Very slowly, very slightly, and most owners consider the change an upgrade. The copper in the alloy can deepen a touch over years of wear, nudging the pink toward a richer, warmer rose in the way a copper pot mellows. This is not tarnish that flakes or turns skin green, and it is nothing like plating wearing thin; it is solid metal aging gracefully, and a jeweler's polish will brighten it right back if you prefer the showroom look. Sensitive skin deserves one honest note: rose gold contains copper and usually a trace of silver, but no nickel in our alloys, and nickel is the usual culprit behind metal allergies. If you have ever reacted to costume jewelry, tell our concierge and we will confirm the alloy suits you before we build.

Which diamond shapes look best in rose gold?

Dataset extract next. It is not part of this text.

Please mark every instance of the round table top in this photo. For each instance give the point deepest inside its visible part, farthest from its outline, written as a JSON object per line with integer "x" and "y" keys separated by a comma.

All seven of ours are offered in it, and the choice is honestly about the mood you want. Oval and pear lean modern-romantic, the pairing you see most in engagement announcements, because their soft outlines echo the metal's warmth. Cushion and marquise push further into vintage territory; a marquise on a rose band could have come out of a Victorian estate case. Round is the classic that works in anything, and its white brilliance pops hardest against the pink. The step-cut emerald and the sharp princess play contrast instead of harmony, cool geometry on a warm band, which reads distinctly contemporary. The comparison table above pairs each shape with its character and its rose gold starting price, and every product page shows the ring photographed in your chosen metal before you buy.

14K or 18K rose gold: which should I choose?

14K is the confident pink most people picture when they say rose gold, and its higher copper share makes it the harder, more scratch-resistant alloy, which is why we treat it as the default for a ring that lives on the hand. 18K carries three quarters pure gold, so its blush is softer and more champagne, its heft slightly richer, and its price higher; it is the connoisseur's rose, subtler in photographs but lovely in person. There is no wrong answer, only a taste and a budget question. Most designs in this collection offer both (170 of the 186 in 14K, 142 in 18K, and a dozen value styles in 10K), and the product page prices each option plainly so the difference is a decision rather than a surprise.

What does the all-in price include?

The finished ring in the photograph: the setting cast in solid rose gold at your chosen karat, the independently certified lab-grown center diamond, any accent stones the design carries, the setting labor, and finishing to your exact ring size. Most centers grade D color with VVS clarity, certified by GCAL, IGI, or GIA, with the certificate traveling with the ring. We do not advertise a bare mounting and add the diamond at checkout, and we do not charge for sizing. Rose gold builds start at $1,029 complete and run to about $4,500 as shown for the largest three-stone designs, and every design accepts a larger center or a natural upgrade; pick your options on the product page or ask our concierge to quote something specific.

Can I mix rose gold with other metals, and how long does my ring take?

Mix freely. The old rule about matching your metals is gone, and rose gold is the easiest mixer of the three: it sits handsomely next to a white gold wedding band, a platinum watch, or the yellow gold jewelry you already own, and two-tone stacks are half the point of choosing it. Some of our designs make the mix deliberate, setting the center in a white gold head on a rose band so the diamond faces up whiter still. On timing, every ring is made to order rather than resized from stock, which is how we cast the band in your metal and set your center fresh in your exact size. Most rings ship within two to three weeks; if a proposal date is close, tell us the date first and we will confirm it before you pay anything.